Now, Google Trends and Desktop Linux surveys can be inaccurate for a variety of reasons. I'll note, however, that the google trends data is consistent with the desktop Linux survey data; both imply roughly 5x - and both are doubtlessly better proxies for usage share than distro watch.

Tommi said...

I would either count at all the Distrowatch site. Even the sites admin says that should not be used anyway to calculate the amounts of users.

And I would like to see too that MAC address is hashed to upgrades, but Fedora is already using the smolt what generates unique ID of the system specs and sends it to Fedora. Sadly (good thing) it is not default so not all enable it. But by those figures says that Fedora has more installs than Ubuntu. Sorry about that, you ain't special, only gaining the media attention ;-)

I dont think that market share figures means anything for us. (OK, mayby some like to extend their virtual penis).

We all - what ever distribution we use - are using same OS. It does not matter what is your opinion about system, packagemanager, brand or even freedom. All we use Linux OS to power all the other software. Without Linux, we would not be here. So kudos to Linus Torvalds to code the OS in first place and kudos for Richard Stallman to start GNU project what gave us GPL and so on free software and we got the Linux OS licended under it (GPLv2).
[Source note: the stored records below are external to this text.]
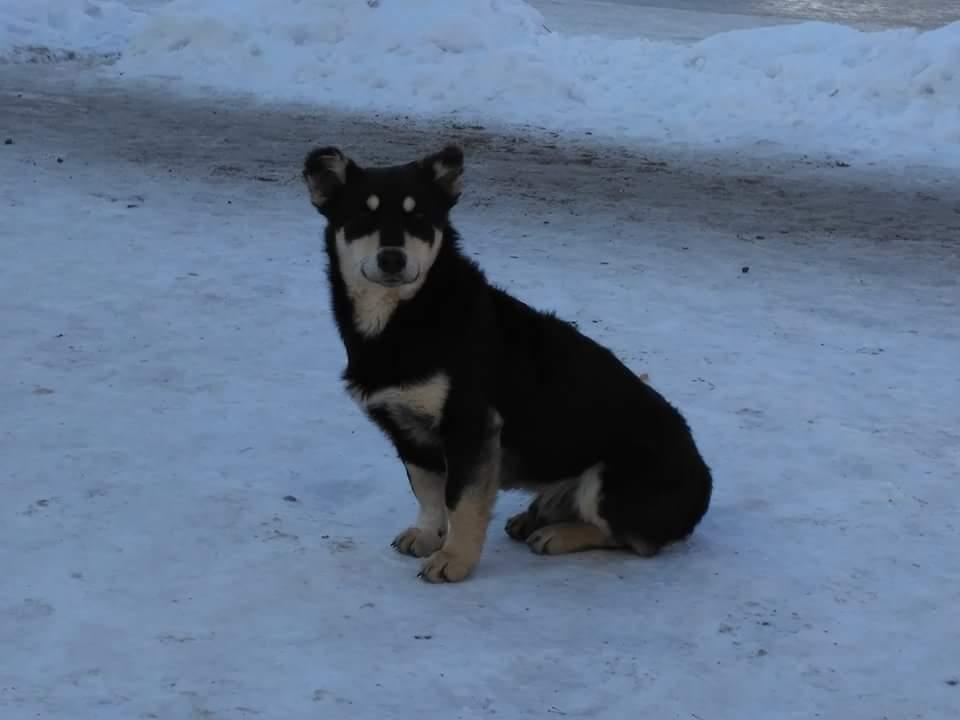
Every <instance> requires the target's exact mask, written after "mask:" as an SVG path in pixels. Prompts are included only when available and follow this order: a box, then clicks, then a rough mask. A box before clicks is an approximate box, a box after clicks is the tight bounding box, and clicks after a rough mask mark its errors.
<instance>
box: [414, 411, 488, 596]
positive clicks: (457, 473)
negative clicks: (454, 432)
mask: <svg viewBox="0 0 960 720" xmlns="http://www.w3.org/2000/svg"><path fill="white" fill-rule="evenodd" d="M500 426H501V421H500V418H499V416H497V415H496V413H491V417H490V419H489V420H488V422H487V423H486V425H485V426H481V428H480V432H479V436H478V437H475V438H469V439H464V440H459V439H454V440H452V441H451V442H449V443H448V444H447V447H446V455H447V486H446V506H447V536H446V538H444V543H443V547H441V548H440V549H439V550H438V551H437V552H435V553H434V554H433V555H431V556H430V557H429V558H427V560H426V562H424V564H423V568H422V569H421V571H420V577H422V578H423V579H424V580H427V581H429V582H459V581H460V580H463V579H464V578H466V577H467V576H468V575H469V574H470V573H471V572H472V571H473V569H474V568H475V567H476V565H477V562H478V561H479V560H480V555H481V553H482V552H483V544H484V542H485V541H486V538H487V527H488V526H489V525H490V518H491V515H492V514H493V505H494V503H495V501H496V499H497V490H498V489H499V487H500V458H501V450H500Z"/></svg>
I see more other distributions than Ubuntu in Finland, (the homeland of the Linux OS). Same thing around on the European or Asia where I have traveled.
Ubuntu has smaller share on technical oriented users (science labs, computer stores, universities etc) but that does not matter at all. We are all using same OS, the Linux (kernel)!

Unknown said...

What about universities, schools and companies using ubuntu all under the same ip-address?. This could have a pretty big influence on the numbers!